Nel 2016 è stata insignita del titolo di Cavaliere dell’ordine al merito della Repubblica italiana dal presidente Mattarella. Inoltre, da diversi anni collabora con la Società Italiana Endocrinologia e Diabetologia Pediatrica, con la Società Italiana di Diabetologia e con l’Associazione Medici Diabetologi, mettendo a disposizione dei medici e dei pazienti la propria esperienza di vita.
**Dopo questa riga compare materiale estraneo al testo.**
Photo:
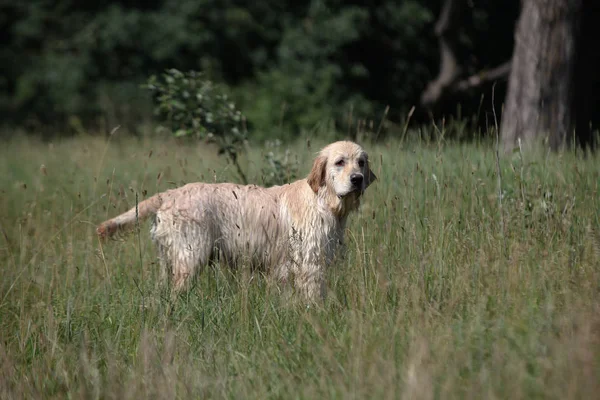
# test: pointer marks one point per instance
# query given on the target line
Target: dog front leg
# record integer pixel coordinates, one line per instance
(310, 281)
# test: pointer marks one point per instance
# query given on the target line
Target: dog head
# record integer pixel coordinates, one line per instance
(341, 172)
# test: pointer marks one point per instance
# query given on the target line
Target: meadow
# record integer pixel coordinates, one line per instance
(445, 290)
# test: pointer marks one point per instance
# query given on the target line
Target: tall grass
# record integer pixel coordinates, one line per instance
(435, 298)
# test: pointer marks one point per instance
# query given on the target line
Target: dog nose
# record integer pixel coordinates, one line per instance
(356, 179)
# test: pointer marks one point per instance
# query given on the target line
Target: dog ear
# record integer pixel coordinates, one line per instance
(369, 177)
(316, 177)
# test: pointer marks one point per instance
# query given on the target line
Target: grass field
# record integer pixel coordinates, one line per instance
(443, 293)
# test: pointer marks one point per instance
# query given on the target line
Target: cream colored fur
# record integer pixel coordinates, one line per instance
(289, 231)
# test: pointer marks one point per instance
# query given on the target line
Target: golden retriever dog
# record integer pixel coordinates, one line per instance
(290, 231)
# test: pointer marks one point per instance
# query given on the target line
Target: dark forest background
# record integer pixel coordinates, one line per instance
(289, 66)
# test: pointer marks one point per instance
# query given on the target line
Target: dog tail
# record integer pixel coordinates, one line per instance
(143, 210)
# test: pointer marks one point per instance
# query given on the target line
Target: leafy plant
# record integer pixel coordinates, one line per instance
(193, 106)
(280, 167)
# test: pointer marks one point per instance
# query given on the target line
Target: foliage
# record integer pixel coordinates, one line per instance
(280, 167)
(193, 106)
(291, 65)
(432, 298)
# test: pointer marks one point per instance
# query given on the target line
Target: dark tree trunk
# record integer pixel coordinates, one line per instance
(541, 92)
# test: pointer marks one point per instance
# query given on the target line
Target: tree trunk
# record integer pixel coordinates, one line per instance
(540, 98)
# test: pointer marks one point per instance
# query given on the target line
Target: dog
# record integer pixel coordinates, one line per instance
(290, 231)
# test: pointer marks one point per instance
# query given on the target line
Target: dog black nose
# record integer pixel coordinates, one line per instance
(356, 179)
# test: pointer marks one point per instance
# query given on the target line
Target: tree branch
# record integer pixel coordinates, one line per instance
(446, 31)
(448, 80)
(501, 71)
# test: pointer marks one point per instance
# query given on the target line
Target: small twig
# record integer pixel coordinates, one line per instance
(387, 109)
(498, 168)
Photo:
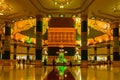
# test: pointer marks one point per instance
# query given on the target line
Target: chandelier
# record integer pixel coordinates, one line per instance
(4, 7)
(61, 3)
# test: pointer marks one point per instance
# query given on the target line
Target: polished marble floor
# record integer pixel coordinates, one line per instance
(29, 72)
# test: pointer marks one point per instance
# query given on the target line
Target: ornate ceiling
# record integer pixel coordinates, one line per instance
(102, 9)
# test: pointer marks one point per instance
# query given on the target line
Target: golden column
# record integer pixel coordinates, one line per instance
(6, 54)
(84, 51)
(116, 55)
(39, 40)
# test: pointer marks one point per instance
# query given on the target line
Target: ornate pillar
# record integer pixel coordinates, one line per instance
(28, 50)
(116, 55)
(6, 54)
(39, 40)
(84, 51)
(95, 51)
(15, 51)
(108, 51)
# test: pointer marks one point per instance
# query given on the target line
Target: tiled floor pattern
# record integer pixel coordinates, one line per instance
(29, 72)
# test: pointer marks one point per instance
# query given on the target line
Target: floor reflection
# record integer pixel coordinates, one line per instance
(29, 72)
(60, 73)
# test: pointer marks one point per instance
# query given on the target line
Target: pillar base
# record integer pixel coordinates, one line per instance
(38, 63)
(84, 64)
(116, 63)
(6, 62)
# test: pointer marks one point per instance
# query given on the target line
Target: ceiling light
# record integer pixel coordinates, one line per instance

Monica è originaria di Mesagne, un piccolo paese immerso tra gli ulivi della Puglia. Ha scoperto di essere affetta da diabete mellito di Tipo 1 a soli cinque anni. Agli esordi della malattia ha vissuto una forma di rifiuto e di rabbia: era arrabbiata con il mondo che la circondava perché temeva che questa condizione le avrebbe impedito di realizzare i propri sogni. “La mia vita veniva resa abbastanza soffocante, non riuscivo a esprimere le mie potenzialità” ci racconta Monica. Ma, grazie al supporto della famiglia, impara a non darsi per vinta e a trovare il giusto equilibrio: conoscere le peculiarità di questa condizione, così da poter governare la malattia invece che essere portati alla deriva.

 

A un certo punto della sua vita, Monica incontra lo sport, che la ha aiutata a superare le sue difficoltà, ad accettarsi. “Potevo fare quello che facevano tutti. A volte anche gli istruttori, per paura, mi tenevano buona: ‘Dieci vasche loro, cinque vasche tu’ e questa cosa mi mandava in bestia. Però nel corso degli anni ho maturato l’idea che ce la potevo fare, e che dovevo farcela.”

 

Monica decide quindi di voler arrivare a gareggiare “alla pari” con tutte le altre atlete. Per farlo, serviva un certificato che la dichiarasse idonea a praticare il nuoto a livello agonistico. Non è stato facile ottenerlo ma, grazie alla sua determinazione, Monica ci è riuscita e ci racconta con orgoglio: “Sono entrata a far parte della squadra master della Sottosopra Brindisi (A.S.D.), e ho gareggiato con atlete con la mia stessa passione per lo sport, ma non con il mio ‘problema’. Questa è stata la mia più grande vittoria. Ho anche vinto diverse medaglie e questo mi ha resa immensamente felice”.

 

Ma Monica non si è limitata alle competizioni standard del circuito nuoto master. Ha voluto dimostrare a se stessa e agli altri di poter essere al massimo anche in imprese al limite. Nel 2007 ha attraversato a nuoto lo stretto di Messina; il 4 settembre 2010 ha percorso a nuoto il golfo di Napoli. Nel 2011 Monica ha chiuso l’Iron Master, disputando tutte le diciotto gare del circuito nuoto. Fino ad arrivare al 2015, anno in cui si è svolto il tour “Volando sulle Onde della Vita”, 7.650 km in camper attraverso l’Italia.

I tanti traguardi raggiunti durante la sua attività sportiva dimostrano la sua determinazione a non arrendersi e sono l’esempio emblematico di cosa è possibile realizzare anche grazie a una gestione consapevole di sé.


È possibile avere una vita non solo “normale”, ma straordinaria. E Monica ne è la prova.